2. • Find and select “Import” from the dropdown menu
Choose your import method either:
1. • Upload a JSON file: Upload the dashboard file you downloaded directly
2. • Paste JSON text: If you have the JSON content as text, paste it into the provided text area.
Select Data Source: choose Prometheus from the dropdown menu
Click “Import”
Save: Save the imported dashboard

Ta da! Here is a sample image of the Fluent Bit Dashboard in Grafana.

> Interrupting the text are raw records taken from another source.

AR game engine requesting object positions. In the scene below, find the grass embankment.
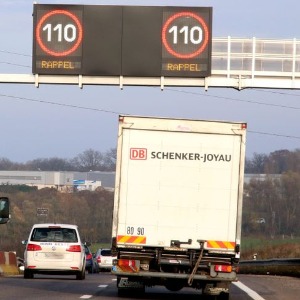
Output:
[239,238,300,277]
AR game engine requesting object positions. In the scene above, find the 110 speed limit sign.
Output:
[32,4,212,77]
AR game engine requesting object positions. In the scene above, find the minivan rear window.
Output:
[31,227,78,243]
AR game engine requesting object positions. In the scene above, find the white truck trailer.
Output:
[112,116,247,299]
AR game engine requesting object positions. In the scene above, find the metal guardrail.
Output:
[239,258,300,277]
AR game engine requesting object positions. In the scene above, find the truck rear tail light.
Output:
[114,259,140,272]
[27,244,42,251]
[66,245,81,252]
[86,253,93,259]
[215,265,232,273]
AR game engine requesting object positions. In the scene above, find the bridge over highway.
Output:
[0,37,300,90]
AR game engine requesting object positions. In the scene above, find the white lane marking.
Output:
[233,281,265,300]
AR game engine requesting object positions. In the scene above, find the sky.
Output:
[0,0,300,163]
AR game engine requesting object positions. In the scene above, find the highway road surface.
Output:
[0,273,300,300]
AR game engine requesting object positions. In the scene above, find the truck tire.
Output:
[24,269,33,279]
[76,267,85,280]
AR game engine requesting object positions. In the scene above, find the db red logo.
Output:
[130,148,147,160]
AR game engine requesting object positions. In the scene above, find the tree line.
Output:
[0,148,300,174]
[0,150,300,256]
[0,185,113,257]
[0,148,117,172]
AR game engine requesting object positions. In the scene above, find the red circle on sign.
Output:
[162,12,209,58]
[35,10,83,56]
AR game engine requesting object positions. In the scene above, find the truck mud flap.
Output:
[117,277,145,290]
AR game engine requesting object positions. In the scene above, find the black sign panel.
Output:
[32,4,212,77]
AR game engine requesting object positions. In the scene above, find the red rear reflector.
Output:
[66,245,81,252]
[215,265,232,273]
[26,244,42,251]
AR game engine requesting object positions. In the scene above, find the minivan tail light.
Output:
[67,245,81,252]
[26,244,42,251]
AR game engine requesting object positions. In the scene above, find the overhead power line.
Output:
[0,94,300,139]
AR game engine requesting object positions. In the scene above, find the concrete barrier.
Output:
[0,251,20,276]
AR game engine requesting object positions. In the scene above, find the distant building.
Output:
[0,171,115,192]
[0,171,281,192]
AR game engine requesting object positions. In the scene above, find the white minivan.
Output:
[23,224,85,280]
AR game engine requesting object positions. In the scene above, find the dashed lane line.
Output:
[233,281,265,300]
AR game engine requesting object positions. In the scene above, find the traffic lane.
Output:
[0,273,251,300]
[239,275,300,300]
[0,274,112,300]
[0,273,294,300]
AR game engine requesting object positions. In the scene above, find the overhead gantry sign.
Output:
[32,4,212,78]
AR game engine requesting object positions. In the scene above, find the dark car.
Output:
[96,249,117,272]
[84,244,99,273]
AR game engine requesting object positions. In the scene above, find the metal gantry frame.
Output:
[0,37,300,90]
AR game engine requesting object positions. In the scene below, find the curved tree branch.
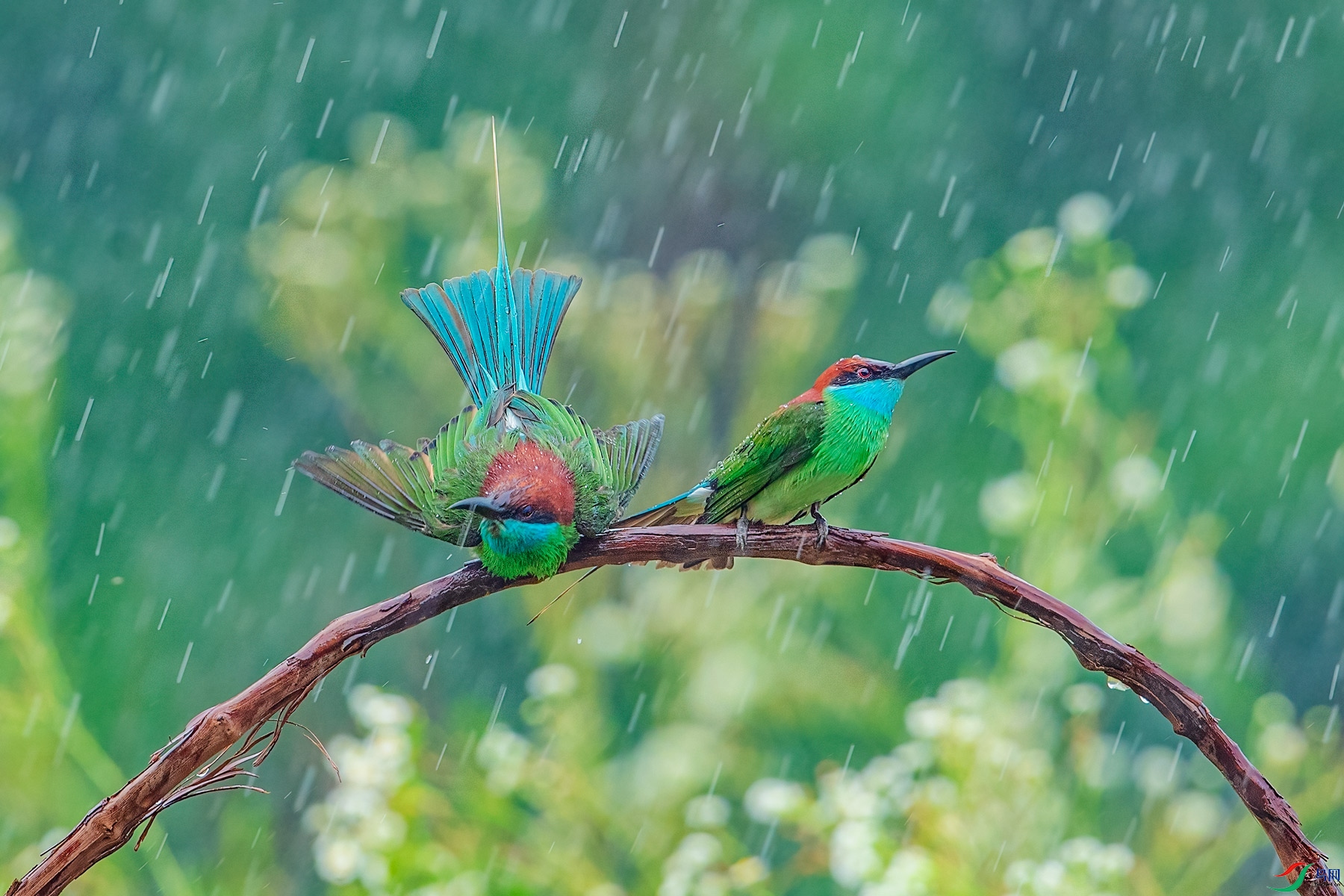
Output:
[7,525,1339,896]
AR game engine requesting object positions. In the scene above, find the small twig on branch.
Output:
[7,525,1340,896]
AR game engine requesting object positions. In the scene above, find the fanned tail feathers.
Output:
[597,414,662,513]
[402,266,582,405]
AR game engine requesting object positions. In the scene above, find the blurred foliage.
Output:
[0,0,1344,896]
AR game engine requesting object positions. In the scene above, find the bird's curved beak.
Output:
[886,349,956,380]
[447,497,504,520]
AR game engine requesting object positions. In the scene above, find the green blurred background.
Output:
[0,0,1344,896]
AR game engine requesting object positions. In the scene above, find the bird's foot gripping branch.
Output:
[7,525,1340,896]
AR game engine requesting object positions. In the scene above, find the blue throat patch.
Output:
[824,379,906,417]
[481,520,561,555]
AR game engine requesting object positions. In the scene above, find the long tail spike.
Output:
[402,118,581,407]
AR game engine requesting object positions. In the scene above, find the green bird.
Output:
[617,351,954,550]
[294,120,662,579]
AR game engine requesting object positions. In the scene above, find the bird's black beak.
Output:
[447,497,504,520]
[883,349,956,380]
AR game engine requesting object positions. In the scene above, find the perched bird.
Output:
[617,351,953,548]
[294,119,662,579]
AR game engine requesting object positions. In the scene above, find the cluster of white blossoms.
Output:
[731,679,1134,896]
[1004,837,1134,896]
[304,684,415,893]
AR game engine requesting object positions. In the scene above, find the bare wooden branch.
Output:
[7,525,1339,896]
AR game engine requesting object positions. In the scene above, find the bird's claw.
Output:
[812,504,830,548]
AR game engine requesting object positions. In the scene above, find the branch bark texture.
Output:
[7,525,1340,896]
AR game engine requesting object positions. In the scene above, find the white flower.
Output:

Exploring the Fluent Bit Grafana dashboard

The Fluent Bit Grafana dashboard provides a lot of information at a glance and is broken down into logical panels. Let’s explore what each section tells us and how to interpret the data.

Resource limits and commitments

This panel provides an overview of resource consumption and allocation across your Kubernetes cluster – this helps you understand Fluent Bit’s operational environment.

What it shows:

CPU/Memory Utilization: The actual percentage of CPU and memory being used across all nodes in the cluster.
CPU/Memory Requests Commitment: The percentage of allocatable CPU and memory requested by all pods in the cluster.
CPU/Memory Limits Commitment: The percentage of allocatable CPU and memory set as limits for all pods. This is the maximum a pod can consume before being throttled (CPU) or OOM-kill (memory).

Why it’s important:

Overall Cluster Health: High utilization indicates the cluster is nearing capacity and could impact Fluent Bit’s performance if it can’t get the necessary resources.
Resource Planning: Helps in understanding if your cluster is over-provisioned (low utilisation/commitment) or under-provisioned (high-utilization/commitment).
Impact on Fluent Bit: While not directly related to Fluent Bit metrics, if the cluster is starved for resources, Fluent Bit pods might be throttled, evicted, or struggle to perform. This leads to log delays or data loss.

Interpreting the data and making decisions:

High utilization (e.g., >80-90%): Your cluster is working hard.

Decision: Consider scaling up your cluster or optimising workloads.
High requests commitment (e.g., >80%): Most of the node’s guaranteed resources are already allocated.

Decision: Be cautious when deploying new workloads. Ensure Fluent Bit has adequate requests set to guarantee its operation.
High limits commitment: Pods are allowed to use resources up to their defined limits.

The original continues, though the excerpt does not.